横山やすしが死んだ時、あれだけ自滅的末路であったというのに追悼番組はじゃんじゃん組まれるわ、生前の漫才を収録したVTRやCDはどんどん出されるわでそれをまた全部録画し全部買うということをしたことがある。
これはやすきよというコンビが80年代にTVを中心に起きた漫才ブームの頂点にいたということが関係しているんでしょう。
ところが、漫才ブームが起きる直前のこの二人はバラで司会とかすることの方が多くてあまり漫才をしていないのであった。漫才の頂点にいたというコンビではなかった。実は、そのころ漫才を中心に人気を呼び漫才界のトップにいたコンビがあったのだ。
Wヤング。西川ヒノデ門下で最初は楽器を持って舞台にたっていたが、しゃべくり一本に転向し、次々と県名や動物や酒の銘柄やタバコの銘柄などを折り込んだ洒落の応酬で爆笑を呼んだ。丸顔の平川幸雄は「ちょっときいたあ」「えらいすんまへん」などの流行語を連発。相方の中田治雄はとちりも多かったが、それが味となって速いテンポと絶妙の間で一世を風靡した。
ところが、そのころは漫才自体が人気低迷していた時期であった。中田はそのころ楽屋ではやっていた野球賭博に手をだし多額の借金を抱え、1975年10月、飛び下り自殺をしてしまう。
漫才ブームを支えた当時の若手たちが実は「やすきよ」を目標としていなかったことは断片的に伝わっている。
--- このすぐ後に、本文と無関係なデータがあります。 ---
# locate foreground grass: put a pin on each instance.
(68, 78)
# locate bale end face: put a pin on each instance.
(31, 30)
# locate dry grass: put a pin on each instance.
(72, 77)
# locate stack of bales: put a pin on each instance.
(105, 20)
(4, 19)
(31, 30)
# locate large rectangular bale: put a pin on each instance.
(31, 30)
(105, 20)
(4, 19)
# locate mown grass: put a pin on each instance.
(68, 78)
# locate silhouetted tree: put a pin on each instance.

ビートたけしは「Wヤングの漫才が一番面白かった」とどこかで書いていた。島田洋七は「Wヤング師匠みたいな面白い漫才をしたい」とインタビューで答えていたはずだ。名プロデューサー澤田隆治は「『花王名人劇場』に最初に呼ぶ漫才はwヤングのつもりだったのに自殺してしまったのでやすしきよしにした」と講演で語っている。これは私自身が自分の耳で聞いている。
80年代の漫才ブームはWヤング中心に起こっていた可能性があるのだ!
だのに、やすきよの漫才の記録は大量に出回っているのにWヤングのそれは「漫才の殿堂」と銘打たれたVTRのシリーズにただ1本あるのみである。
これはあまりに不公平ではないだろうかと思っている。
私は今でも彼らのいくつかのネタを空で言える。
特にすばらしいのは「ああ結婚」というネタで、結婚式を扱った漫才ではこのネタが今でも最高傑作だと思う。
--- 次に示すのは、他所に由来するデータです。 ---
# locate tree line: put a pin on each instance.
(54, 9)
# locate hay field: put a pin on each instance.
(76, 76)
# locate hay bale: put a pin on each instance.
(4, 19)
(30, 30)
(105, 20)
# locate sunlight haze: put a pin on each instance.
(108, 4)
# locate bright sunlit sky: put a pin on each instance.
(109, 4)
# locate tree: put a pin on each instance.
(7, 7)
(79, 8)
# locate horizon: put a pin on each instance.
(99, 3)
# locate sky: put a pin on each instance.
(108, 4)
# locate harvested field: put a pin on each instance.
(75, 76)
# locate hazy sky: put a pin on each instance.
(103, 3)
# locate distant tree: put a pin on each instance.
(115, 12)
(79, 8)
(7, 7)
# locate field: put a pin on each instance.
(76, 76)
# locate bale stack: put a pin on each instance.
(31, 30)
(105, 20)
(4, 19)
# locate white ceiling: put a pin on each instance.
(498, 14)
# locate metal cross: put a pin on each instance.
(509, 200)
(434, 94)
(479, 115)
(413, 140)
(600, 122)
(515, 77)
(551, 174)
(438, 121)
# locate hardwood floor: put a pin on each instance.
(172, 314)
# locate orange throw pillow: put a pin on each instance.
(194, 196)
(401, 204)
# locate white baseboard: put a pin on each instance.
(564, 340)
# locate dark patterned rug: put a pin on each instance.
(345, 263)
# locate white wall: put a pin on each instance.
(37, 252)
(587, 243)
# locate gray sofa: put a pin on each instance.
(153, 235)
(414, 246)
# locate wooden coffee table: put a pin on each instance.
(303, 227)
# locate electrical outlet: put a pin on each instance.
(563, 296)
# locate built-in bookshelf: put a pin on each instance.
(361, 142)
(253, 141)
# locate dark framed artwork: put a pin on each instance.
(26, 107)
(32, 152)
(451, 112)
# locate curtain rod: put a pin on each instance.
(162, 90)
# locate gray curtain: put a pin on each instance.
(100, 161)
確かにキャラクターの面白さではやすしきよしの方が強烈で対比の面白さもある。しかし、それに寄りかかった感じでしゃべくりだけの面白さではWヤングが上だったのだ。発売されたVTRはあまりできのいいものは収録されていない。「ああ結婚」すらないのだ。
こんなに残念なことはない。
中田治雄の死後、平川幸雄は吉本新喜劇でチンピラ役を主に演じていた佐藤健志を相方として迎え、現在もWヤングという名で漫才を続けているが、佐藤の間が悪く、かつての輝きを取り戻すことはできていない。
「第2次漫才ブーム」のころの音源はかなりCD化されているし「第3次漫才ブーム」の映像もVTRでまとまったものがでている。ところが、谷間に咲いた大輪の花であるWヤングは生前の栄光が嘘のように忘れられている。なんとも残念なことである。
いつか、Wヤングの再評価が起きることを私は何年も何年も待っているのだが、どうにもその気配はない。残念なことだ。